Hmm well nice ZZ FH!!!


----------



## Joga Bonito (Oct 30, 2004)

nice flower horn


----------



## lightning2004 (Jun 25, 2005)

very nice colors on him


----------



## Ries (Mar 20, 2004)

he's beautiful


----------



## jan (Apr 24, 2004)

That is one good looking flowerhorn









Once he is settled in en have gotten the proper care he will look even better


----------



## shutter13 (Jun 23, 2004)

thanks for all the kind words!! i thought i overpaid a little... but i guess not hehe


----------



## acestro (Jul 7, 2003)

No, he's very sharp. The soft dorsal fin is awesome! Time always tells if you spent too much on a flowerhorn.


----------



## shutter13 (Jun 23, 2004)

acestro said:


> No, he's very sharp.
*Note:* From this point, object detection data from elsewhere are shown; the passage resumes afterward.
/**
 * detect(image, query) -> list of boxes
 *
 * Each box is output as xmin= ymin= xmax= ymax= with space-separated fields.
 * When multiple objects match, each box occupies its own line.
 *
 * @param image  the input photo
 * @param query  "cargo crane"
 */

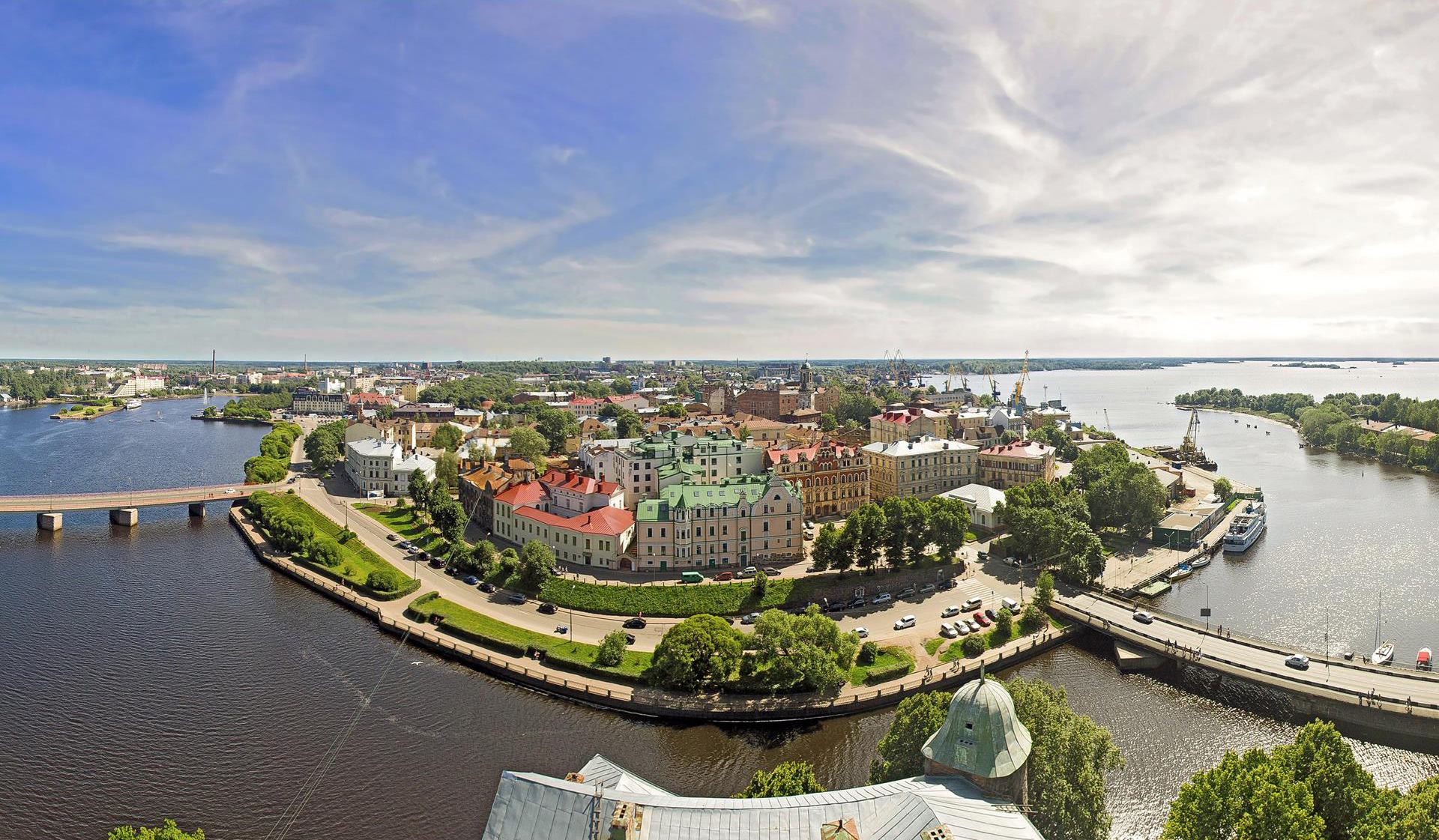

The soft dorsal fin is awesome! Time always tells if you spent too much on a flowerhorn.
> [snapback]1101932[/snapback]​


you cant even see his true finnage in that pic... but the fins are some of the nicest ive ever seen


----------



## crazyklown89 (Aug 28, 2003)

3xtacie said:


> Why the hell would anyone call a hump on its a head a kok??
> [snapback]1101572[/snapback]​


Well the flowerhorn is an Asian import and over there kok is just slang for nuchal hump. I don't think they know that kok sounds like c*ck and that c*ck here means a male chicken or a penis.


----------



## King Oscar (Apr 5, 2005)

looks nice i like its colors


----------



## psychofish (Jun 5, 2004)

great lookin fish


----------



## yeayea123 (Feb 12, 2005)

'kok' is literally chinese for horn.


----------



## piranha_guy_dan (Oct 4, 2004)

really great potential


----------



## Puff (Feb 14, 2005)

i know, you guys say not to use 'kok' as a term. but in the world of Flowerhorns, a kok is what they call a nuchal hump, so get over it.
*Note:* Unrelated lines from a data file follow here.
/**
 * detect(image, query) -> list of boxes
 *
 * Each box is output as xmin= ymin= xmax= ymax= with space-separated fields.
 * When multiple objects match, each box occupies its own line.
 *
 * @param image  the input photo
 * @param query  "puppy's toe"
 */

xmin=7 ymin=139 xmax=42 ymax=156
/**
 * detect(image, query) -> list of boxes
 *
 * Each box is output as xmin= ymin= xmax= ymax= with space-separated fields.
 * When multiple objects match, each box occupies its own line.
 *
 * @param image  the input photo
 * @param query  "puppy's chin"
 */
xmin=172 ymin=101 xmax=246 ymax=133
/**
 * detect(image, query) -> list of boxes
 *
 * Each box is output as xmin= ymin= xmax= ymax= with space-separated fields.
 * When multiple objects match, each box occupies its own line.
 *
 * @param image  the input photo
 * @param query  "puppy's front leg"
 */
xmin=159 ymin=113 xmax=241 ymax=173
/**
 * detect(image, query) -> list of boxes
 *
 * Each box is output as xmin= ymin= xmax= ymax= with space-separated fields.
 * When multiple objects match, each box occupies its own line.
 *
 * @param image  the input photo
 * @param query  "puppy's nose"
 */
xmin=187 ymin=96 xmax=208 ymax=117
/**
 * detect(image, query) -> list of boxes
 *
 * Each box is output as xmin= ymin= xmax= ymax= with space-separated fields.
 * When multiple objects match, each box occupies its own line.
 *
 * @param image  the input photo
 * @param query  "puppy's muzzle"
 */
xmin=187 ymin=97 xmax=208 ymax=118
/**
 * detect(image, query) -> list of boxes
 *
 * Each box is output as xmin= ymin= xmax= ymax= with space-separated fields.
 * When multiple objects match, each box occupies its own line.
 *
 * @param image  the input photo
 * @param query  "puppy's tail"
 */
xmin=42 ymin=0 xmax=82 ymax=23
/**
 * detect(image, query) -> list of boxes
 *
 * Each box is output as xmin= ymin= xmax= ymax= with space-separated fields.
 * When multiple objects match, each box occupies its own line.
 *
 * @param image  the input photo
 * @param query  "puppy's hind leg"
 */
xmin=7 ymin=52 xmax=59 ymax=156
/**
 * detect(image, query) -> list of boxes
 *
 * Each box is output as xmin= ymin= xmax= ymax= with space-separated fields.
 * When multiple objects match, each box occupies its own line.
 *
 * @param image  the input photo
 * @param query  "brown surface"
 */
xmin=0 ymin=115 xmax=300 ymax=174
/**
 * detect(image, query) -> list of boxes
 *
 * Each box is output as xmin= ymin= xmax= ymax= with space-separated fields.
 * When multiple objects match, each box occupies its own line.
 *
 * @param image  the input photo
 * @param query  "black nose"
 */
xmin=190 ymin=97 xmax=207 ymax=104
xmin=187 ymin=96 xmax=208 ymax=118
thats a great FH shutter, whoowee its gonna be amazing when its older. he looks similar to my guy, but when igot my guy he had more pink on his chest, but not as impressive a flowerline. that sure is an impressive flowerline tho. he looks pretty stocky too. and look at those double flowers...man, when he darkens up as he gets older, he's gonna look crazy!!!

is he aggressive? or is it too early to tell?


----------



## shutter13 (Jun 23, 2004)

Puff said:


> i know, you guys say not to use 'kok' as a term. but in the world of Flowerhorns, a kok is what they call a nuchal hump, so get over it.
> 
> thats a great FH shutter, whoowee its gonna be amazing when its older. he looks similar to my guy, but when igot my guy he had more pink on his chest, but not as impressive a flowerline. that sure is an impressive flowerline tho. he looks pretty stocky too. and look at those double flowers...man, when he darkens up as he gets older, he's gonna look crazy!!!
> 
> ...


thank you









yea hes pretty aggressive, eats any fish small enough in a few hours and beats up my con







im brining my con back to the store tommorow

hes not too aggressive towards me, which is good because i dont want him biting me everytime theres an oppurtunity

his color hasnt improved much... but his head and fins really have :nod:

its gonna be fun to come back from vacation and see his growth/improvement....... assuming my bro doesnt kill him


----------



## elTwitcho (Jun 22, 2004)

Puff said:


> i know, you guys say not to use 'kok' as a term. but in the world of Flowerhorns, a kok is what they call a nuchal hump, so get over it.
> [snapback]1110538[/snapback]​


Yes and in the world of star wards obsession people beat off only to pictures of princess leia and call themselves "luke" in all of their fantasies, but that doesn't make it any less funny


----------



## lemmywinks (Jan 25, 2004)

he looks good. i bet he's embarassed though, look at that tiny kok


----------



## shutter13 (Jun 23, 2004)

lemmywinks said:


> he looks good. i bet he's embarassed though, look at that tiny kok
> 
> 
> 
> ...


you should see it now... girls faint when they look at it


----------



## HyBrid (Feb 25, 2005)

very nice FH!
don't you pronounce kok like coke?


----------